The Lustre team prototyped a heart-beat protocol on the disk to allow for multi-home-protection inherent in ZFS
- Offline and Remove a separate ZFS Log Device
- Extend Underlying SCSI Framework for Additional SCSI Commands
SCSI "Trim" command, to allow ZFS to direct less wear leveling on unused flash areas, to increase life and performance of flash
- De-Duplicate in a ZFS Send-Receive Stream
This is in the works, to make backups & Restores more efficient
- Hybrid Storage Pools
Makes everything go (alot) faster with a little cache (lower cost) and slower drives (lower cost.)
- Expensive (fast, reliable) Mirrored SSD Enterprise Write Cache for ZFS Intent Logging
- Inexpensive consumer grade SSD cache for block level Read Cache in a ZFS Level 2 ARC
- Inexpensive consumer grade drives with massive disk storage potential with a 5x lower energy consumption
- New Block Allocator
This was a extremely simple 80 line code segment that works well under empty pools, that was finally re-engineered for performance when the pool gets full.

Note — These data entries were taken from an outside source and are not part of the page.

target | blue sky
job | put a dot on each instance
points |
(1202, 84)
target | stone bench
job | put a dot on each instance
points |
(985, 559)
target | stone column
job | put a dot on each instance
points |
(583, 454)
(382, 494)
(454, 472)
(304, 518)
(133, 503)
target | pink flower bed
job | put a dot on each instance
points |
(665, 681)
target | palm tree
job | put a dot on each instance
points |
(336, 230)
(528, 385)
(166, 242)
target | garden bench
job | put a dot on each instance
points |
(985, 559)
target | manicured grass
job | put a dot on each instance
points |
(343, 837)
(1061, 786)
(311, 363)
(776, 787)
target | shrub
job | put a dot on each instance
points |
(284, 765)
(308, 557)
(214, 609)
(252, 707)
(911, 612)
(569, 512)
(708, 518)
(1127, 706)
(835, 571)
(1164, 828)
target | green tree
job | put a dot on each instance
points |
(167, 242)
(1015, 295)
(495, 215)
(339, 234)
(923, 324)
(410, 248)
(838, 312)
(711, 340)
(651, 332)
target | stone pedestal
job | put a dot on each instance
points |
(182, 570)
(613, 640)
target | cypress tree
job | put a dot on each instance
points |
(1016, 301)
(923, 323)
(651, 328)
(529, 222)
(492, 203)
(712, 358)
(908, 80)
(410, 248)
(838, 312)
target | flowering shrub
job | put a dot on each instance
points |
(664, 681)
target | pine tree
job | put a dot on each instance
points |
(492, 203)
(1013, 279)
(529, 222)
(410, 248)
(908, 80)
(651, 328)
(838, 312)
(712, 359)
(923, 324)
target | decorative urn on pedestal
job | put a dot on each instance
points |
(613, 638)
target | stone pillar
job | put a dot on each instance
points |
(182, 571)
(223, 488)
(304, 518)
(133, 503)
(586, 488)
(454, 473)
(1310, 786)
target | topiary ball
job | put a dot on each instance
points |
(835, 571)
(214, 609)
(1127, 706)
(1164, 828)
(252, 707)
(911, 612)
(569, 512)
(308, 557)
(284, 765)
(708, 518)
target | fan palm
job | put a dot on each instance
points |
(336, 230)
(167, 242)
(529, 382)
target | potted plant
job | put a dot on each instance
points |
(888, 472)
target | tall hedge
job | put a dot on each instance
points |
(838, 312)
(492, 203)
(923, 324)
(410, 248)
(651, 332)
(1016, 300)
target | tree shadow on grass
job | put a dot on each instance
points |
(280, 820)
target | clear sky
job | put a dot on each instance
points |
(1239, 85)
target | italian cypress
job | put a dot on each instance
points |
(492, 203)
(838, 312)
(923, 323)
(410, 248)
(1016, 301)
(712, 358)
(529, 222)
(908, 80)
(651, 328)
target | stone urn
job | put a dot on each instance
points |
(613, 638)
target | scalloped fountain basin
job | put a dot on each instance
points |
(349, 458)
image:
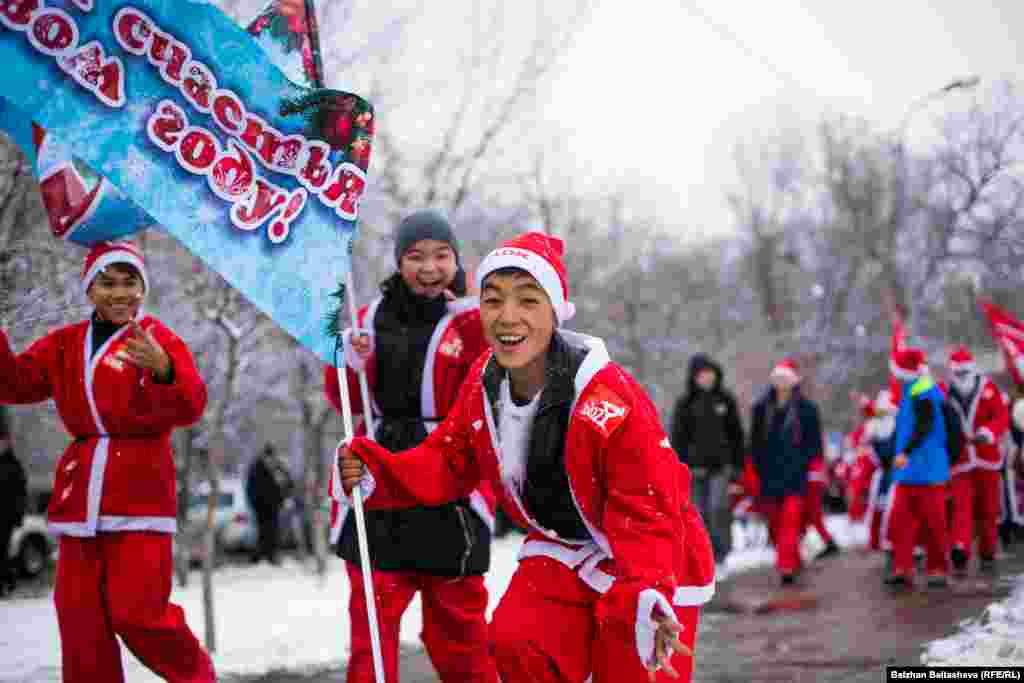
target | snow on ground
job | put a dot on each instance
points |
(287, 617)
(995, 638)
(267, 619)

ZFS will now use both algorithms.
- Raw Scrub
Increase performance by running through the pool and metadata to ensure checksums are validated without uncompressing data in the block.
- Parallel Device Open
- Zero-Copy I/O
From the folks in Lustre cluster storage group requested and implemented the feature.
- Scrub Prefetch
A scrub will now prefetch blocks to increase utilization of the disk and decrease scrub time
- Native iSCSI
This is part of the COMSTAR enhancements. Yes, this is there today, under OpenSolaris, and offers tremendous performance improvements and simplified management
- Sync Mode
NFS benchmarking in Solaris is shown to be slower than Linux, because Linux does not guarantee a write to NFS actually makes it to disk (which violates the NFS protocol specification.) This feature allows Solaris to use a "Linux" mode, where writes are not guaranteed, to increase performance, at the expense of .

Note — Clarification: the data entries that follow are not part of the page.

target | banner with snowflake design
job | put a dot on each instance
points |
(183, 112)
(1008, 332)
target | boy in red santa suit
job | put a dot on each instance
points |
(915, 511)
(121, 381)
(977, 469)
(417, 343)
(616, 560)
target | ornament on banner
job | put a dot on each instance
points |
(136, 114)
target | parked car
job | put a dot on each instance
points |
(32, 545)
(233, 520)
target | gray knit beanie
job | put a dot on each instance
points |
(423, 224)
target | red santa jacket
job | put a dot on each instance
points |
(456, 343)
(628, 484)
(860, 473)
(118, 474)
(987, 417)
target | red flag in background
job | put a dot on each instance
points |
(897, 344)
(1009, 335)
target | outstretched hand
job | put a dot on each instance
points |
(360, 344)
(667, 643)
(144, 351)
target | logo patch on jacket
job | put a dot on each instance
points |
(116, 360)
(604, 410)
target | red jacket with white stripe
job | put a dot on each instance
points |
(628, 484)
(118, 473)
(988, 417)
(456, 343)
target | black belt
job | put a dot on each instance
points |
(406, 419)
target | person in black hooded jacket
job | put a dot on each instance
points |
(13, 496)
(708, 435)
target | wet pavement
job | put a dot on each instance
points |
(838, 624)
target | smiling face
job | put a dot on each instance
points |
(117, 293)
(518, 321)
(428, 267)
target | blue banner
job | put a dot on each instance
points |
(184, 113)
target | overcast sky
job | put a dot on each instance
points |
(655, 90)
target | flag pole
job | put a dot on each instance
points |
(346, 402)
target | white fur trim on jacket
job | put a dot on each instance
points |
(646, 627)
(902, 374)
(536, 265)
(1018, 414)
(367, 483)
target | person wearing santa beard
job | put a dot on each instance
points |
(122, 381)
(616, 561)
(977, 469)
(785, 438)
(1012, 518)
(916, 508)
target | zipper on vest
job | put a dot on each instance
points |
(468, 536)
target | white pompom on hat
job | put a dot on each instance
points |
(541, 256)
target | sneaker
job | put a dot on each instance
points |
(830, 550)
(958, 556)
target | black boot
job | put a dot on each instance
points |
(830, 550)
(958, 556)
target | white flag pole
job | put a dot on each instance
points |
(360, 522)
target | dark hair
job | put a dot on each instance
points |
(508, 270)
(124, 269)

- Just-In-Time Decompression
Prefetch hides latency of I/O, but burns CPU. This allows prefetch to get the data without decompressing the data, until needed, to save CPU time, and also conserve kernel memory.
- Disk drives with higher capacity and less reliability
Formatting options to reduce error-recovery on a sector-by-sector basis
30-40% improved capacity & performance
Increased ZFS error recovery counts
- Mind-the-Gap Reading & Writing Consolidation
Consolidate Read Gaps in the case of reads, to ingle aggregate read can be used, reading data between adjacent sectors, and throw away intermediate data, since fewer I/O's allow for streaming data from drives more efficiently
Consolidate Write Gaps in the case of a write, so single aggrigate write can be used, even if adjacent regions have a blank sector gap between them, streaming data to drives more efficiently
- ZFS Send and Receive
Performance has been improved using the same Scrub Prefetch code
The ZFS implementation in Solaris 10-2009 release actually has some of the ZFS features detailed in the most recent conferences.